Stockholm, Sweden — (METERING.COM) — July 7, 2009 – The adoption of smart metering in Europe is to a large extent driven by regulation, with a majority of the countries in Western Europe having adopted a policy of regulation-driven introduction of smart meters, according to a new report from Berg Insight.

Sweden was first, followed by the Netherlands, Ireland, Norway, France, Italy and Spain. The UK and Finland were the latest countries to announce regulated rollouts in October 2008 and February 2009 respectively and Denmark seems likely to move in the same direction. Furthermore nationwide projects led by publicly owned energy companies are underway in Portugal and Malta.

Except for Italy where the rollout is already almost complete, the larger countries have long timeframes. France and Spain have deadlines at the end of the 2010s, while the U.K. has set the target date to 2020. The common energy policies of the EU, based on the 20/20/20 targets, play an important role in this development. The 3rd Energy Package, approved by the European Parliament in April 2009, proposes that, subject to an economic assessment, 80 percent of all electricity customers should have smart meters by 2020. Furthermore it defines guidelines for supplier changes, energy consumption information and service quality level monitoring which are very difficult to meet without smart meters.

Metering is a fundamental enabler for the utilities industry. At the beginning of 2009, there were approximately 253 million electricity meters, 109 million gas meters and 3 million district heating meters in the EU23+2 countries, the report states. Electricity reaches virtually every household and business in the whole of Europe, while gas is most widely used in the Netherlands, the U.K., Italy, Germany, France and Poland. District heating is a significant energy source in the Nordic countries and Central Eastern Europe. The residential sector is the second largest final user of energy, accounting for about 30 percent of consumption.

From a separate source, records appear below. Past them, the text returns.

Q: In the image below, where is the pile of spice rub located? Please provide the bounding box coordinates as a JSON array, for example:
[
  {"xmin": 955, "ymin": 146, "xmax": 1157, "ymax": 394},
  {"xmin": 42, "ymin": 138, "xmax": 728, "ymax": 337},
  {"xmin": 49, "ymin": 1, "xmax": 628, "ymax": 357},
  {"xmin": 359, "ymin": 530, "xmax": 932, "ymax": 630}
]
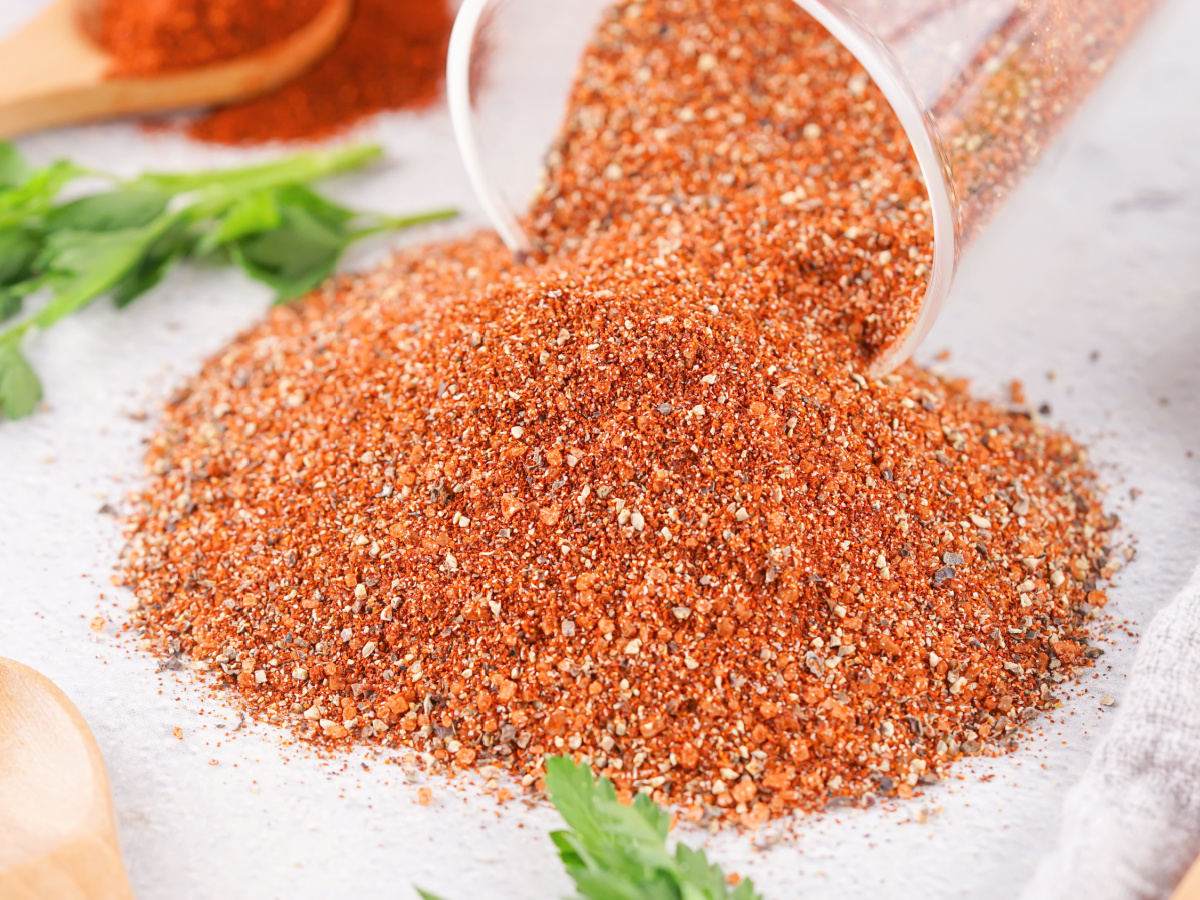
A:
[{"xmin": 117, "ymin": 0, "xmax": 1116, "ymax": 824}]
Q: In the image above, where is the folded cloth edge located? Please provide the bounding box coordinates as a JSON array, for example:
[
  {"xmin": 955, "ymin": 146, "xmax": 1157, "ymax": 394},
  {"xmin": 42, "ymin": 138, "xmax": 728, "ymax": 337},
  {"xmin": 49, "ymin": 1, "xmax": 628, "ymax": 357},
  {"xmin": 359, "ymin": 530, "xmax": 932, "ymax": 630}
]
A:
[{"xmin": 1021, "ymin": 568, "xmax": 1200, "ymax": 900}]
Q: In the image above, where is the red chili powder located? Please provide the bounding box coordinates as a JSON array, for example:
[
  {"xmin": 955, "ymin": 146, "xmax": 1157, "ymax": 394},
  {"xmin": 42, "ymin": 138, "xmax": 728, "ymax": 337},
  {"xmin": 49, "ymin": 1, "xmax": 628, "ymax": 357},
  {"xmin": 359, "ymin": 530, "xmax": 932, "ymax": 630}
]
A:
[
  {"xmin": 122, "ymin": 0, "xmax": 1121, "ymax": 826},
  {"xmin": 83, "ymin": 0, "xmax": 324, "ymax": 76},
  {"xmin": 185, "ymin": 0, "xmax": 454, "ymax": 144}
]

Italy was the first European country where smart meters were deployed at a massive scale in the first half of the 2000s. By 2011 all Italian electricity customers will be covered by the technology. Sweden however became the first country to achieve 100 percent penetration in July 2009 following a regulation driven rollout. The other Nordic countries are following with Finland and Norway looking to introduce smart metering legislation by 2013, while Denmark has seen strong uptake of the technology without any regulatory requirements. Spain and Ireland are expected to display high volumes from 2011, with France and most likely Portugal following in 2012. By 2013 these countries alone will account for more than 70 percent of total shipments.

Elsewhere in Europe the market prospects are more uncertain. The U.K. is likely to see the start of large scale deployments of smart meters within the next five years given that no unexpected events cause delays. The Netherlands appeared to be on track for a nationwide rollout starting already in 2010 but with the recent political setbacks the implementation of smart meters is now delayed until 2013 by the earliest. Germany is not likely to see any major market developments in the short term but it appears likely that some of the large distributors will go ahead with large-scale installations by the mid-2010s, regardless of the regulatory situation. The market prospects in Central Europe are uncertain, but there are good reasons to believe that the pilots and early deployments seen today will evolve into major projects by the mid-2010s.